The Bible is a divine work-the very words of God. It is also a profoundly human book, dealing in real life. Throughout the pages of Scripture, the lowest lows are juxtaposed against divine hope and promise. Often we see this in a single passage, and it should tell us something about reality: pain and hardship are real and profound in this fallen world, but God’s goodness is greater still, and it is present during the darkest of times.
Psalm 31 is a perfect of example of this. It moves from rejoicing and gladness in verses 7-8, to distress, sorrow, and despair in verses 9-13. But then it shifts back again as verses 14-24 are an expression of trust, hope, and faith in light of God’s goodness and restoration. It reads a little like a hike in the mountains. You start fresh and hopeful, but sink into discouragement and exhaustion as the trail keeps winding up and up with no end in sight. But, eventually, you do make it to the top and enjoy majestic vistas as far as the eye can see.
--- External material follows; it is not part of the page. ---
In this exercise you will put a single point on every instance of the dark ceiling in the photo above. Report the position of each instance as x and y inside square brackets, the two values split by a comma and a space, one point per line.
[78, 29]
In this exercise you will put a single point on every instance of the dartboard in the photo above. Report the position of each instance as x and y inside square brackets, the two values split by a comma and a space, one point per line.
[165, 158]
So often, we create a false dichotomy in which the difficult parts of life leave no room for hope or thankfulness, and the good times wipe away all memory of the hard times (or the realization they will come again). We wallow in pain and get high on happiness, forgetting that each is just as real when we are experiencing the other. In short, we forget reality as God describes it in His Word.
James 1 tells us, “Consider it a great joy, my brothers and sisters, whenever you experience various trials, because you know that the testing of your faith produces endurance” (vv. 2-3). First Peter 4 says we shouldn’t be surprised when trials come, though we often are, and should instead rejoice (vv. 12-13). Wallowing in misery would seem to be the natural response to tough times, and yet we’re supposed to be thankful? Yes, and here’s why: everything that’s true of God when life is good is just as true when life falls apart. The same joys that lead us to spiritual highs are real when we are at our lowest. God is God even when we cannot see what He is doing or why He is doing it. He is working, and when our faith is tested we come out stronger, deeper, and wiser.
Thankfulness and suffering are not opposites. They are a cord of two strands. Followers of Christ have so much to be thankful for in every circumstance. Our problem is that we are often only thankful for our circumstances instead of being thankful in them. So when (not if) you go through trials, remember that Scripture is both perfectly divine and profoundly human. In it, God speaks and says, “For I will satisfy the weary soul, and every languishing soul I will replenish” (Jeremiah 31:25, ESV). There are times when we are weary. And there are times when we languish. In those times, we need to listen to what God’s Word is telling us, not what our circumstances are saying.